H2o Flow: H2o.ai

Introduction to AutoML: Using H2O Flow

Build a Machine learning model without writing a single line of code

Shashvat G
The Startup

--

Photo by Marvin Meyer on Unsplash

Have you ever wanted to play around with Machine learning? Wish you could build a machine learning model without having to write any code? Lack of programming experience is stopping you? Happy Days are here — H2o.ai has a solution for you, it’s called H2o Flow.

It is widely known that the field of Data Science is highly dynamic and there is something new in DS stack every day. The advent of AutoML is certainly a commendable push to this stack. Not only it enables people with zero programming background to create and build an ML model but also it makes the life of Data scientists much easier.

So, What is AutoML?

Well, AutoML is here to stay, an abbreviation for Automated Machine learning that aims to automate training and building of machine learning models. AutoML ensures machine learning is available even to people with no particular background in programming.

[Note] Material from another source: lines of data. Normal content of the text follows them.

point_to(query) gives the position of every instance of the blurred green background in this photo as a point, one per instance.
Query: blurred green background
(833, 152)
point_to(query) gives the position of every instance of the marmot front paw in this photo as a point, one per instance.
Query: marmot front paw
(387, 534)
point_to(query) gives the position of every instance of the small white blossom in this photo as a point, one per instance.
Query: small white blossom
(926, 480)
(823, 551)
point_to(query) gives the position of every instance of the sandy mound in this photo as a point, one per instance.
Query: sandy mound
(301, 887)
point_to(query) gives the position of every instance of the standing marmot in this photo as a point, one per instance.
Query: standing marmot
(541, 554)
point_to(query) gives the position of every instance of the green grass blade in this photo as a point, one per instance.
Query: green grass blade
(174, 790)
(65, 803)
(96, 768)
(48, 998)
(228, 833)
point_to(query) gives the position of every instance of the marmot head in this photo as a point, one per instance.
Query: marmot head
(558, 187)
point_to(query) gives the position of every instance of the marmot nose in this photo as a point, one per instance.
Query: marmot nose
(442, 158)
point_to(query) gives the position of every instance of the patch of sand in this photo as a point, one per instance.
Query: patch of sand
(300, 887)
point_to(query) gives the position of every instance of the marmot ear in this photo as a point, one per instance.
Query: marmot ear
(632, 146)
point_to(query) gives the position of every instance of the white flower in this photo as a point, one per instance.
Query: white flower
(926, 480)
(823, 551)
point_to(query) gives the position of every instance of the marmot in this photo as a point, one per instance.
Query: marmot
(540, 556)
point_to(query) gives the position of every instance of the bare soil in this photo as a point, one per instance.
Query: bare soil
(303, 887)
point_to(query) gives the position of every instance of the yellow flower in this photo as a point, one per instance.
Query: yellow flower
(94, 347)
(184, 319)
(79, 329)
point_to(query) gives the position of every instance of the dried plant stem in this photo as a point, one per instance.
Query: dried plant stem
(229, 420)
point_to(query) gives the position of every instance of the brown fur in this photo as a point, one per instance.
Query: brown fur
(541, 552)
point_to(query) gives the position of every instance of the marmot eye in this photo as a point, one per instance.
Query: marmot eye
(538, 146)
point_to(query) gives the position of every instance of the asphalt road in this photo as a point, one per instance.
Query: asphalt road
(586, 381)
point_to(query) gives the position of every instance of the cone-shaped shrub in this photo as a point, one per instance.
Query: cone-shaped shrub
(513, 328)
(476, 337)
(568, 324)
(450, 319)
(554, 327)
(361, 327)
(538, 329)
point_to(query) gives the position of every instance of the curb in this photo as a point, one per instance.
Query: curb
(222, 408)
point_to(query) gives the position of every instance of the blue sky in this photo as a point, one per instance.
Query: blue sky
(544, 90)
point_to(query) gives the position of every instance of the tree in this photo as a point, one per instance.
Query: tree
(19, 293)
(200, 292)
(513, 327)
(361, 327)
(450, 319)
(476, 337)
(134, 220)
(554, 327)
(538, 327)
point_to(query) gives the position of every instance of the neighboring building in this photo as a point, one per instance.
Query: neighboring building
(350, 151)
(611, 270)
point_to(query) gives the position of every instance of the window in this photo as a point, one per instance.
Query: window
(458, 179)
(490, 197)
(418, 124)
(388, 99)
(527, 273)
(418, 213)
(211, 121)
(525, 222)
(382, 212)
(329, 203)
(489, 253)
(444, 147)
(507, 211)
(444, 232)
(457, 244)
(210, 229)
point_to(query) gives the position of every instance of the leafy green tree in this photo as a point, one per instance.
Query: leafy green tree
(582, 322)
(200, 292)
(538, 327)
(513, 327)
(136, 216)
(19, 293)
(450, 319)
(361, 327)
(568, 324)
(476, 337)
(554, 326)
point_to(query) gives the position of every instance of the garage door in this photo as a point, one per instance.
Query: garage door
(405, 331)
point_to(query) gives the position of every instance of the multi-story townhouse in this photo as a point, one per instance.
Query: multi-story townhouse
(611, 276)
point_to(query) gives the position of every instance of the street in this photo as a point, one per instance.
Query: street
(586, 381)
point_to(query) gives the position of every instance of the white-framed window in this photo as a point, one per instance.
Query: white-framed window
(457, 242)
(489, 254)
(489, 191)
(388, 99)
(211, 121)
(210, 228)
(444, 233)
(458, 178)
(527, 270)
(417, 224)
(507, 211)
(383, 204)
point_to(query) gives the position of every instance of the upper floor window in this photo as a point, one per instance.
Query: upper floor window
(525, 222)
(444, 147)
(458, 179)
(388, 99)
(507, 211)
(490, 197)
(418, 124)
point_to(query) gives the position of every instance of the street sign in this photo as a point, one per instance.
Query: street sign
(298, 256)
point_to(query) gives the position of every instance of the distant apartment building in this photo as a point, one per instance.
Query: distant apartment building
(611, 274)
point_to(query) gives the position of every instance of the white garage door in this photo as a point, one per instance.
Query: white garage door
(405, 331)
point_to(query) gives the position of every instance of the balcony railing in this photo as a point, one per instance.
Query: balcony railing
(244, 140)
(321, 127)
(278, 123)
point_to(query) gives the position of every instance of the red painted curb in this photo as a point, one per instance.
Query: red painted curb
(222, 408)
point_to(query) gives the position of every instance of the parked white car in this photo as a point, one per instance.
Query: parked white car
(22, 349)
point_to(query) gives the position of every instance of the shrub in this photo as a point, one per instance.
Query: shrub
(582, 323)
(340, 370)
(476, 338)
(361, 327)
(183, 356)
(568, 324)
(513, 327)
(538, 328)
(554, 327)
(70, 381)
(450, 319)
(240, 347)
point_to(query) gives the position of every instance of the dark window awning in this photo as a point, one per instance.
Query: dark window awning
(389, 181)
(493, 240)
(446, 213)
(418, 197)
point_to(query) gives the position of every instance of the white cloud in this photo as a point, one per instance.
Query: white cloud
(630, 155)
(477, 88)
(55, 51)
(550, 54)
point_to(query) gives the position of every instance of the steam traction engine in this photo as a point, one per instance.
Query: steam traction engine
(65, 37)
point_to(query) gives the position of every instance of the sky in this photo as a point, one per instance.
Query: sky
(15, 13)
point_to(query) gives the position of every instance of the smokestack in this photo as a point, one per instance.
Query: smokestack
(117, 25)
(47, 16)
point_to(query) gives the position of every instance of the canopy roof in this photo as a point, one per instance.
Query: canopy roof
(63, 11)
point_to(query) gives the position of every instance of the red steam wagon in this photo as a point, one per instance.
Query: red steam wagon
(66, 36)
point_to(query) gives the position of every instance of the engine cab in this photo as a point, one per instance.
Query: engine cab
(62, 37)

Gone are the days when Data scientists needed to build a baseline model from scratch(depending upon the use case, Of course!). Enter AutoML, just a few clicks, and your baseline is ready.

H2O is licensed under the Apache License, Version 2.0 and has a Web User interface called H2o Flow.

Basically, H2o Flow is a web-based interactive tool that allows data selection from various sources, visualization, a seamless environment for model building, prediction, evaluating, and exporting your model. In my opinion, H2o’s core strength is it’s distributed in-memory processing.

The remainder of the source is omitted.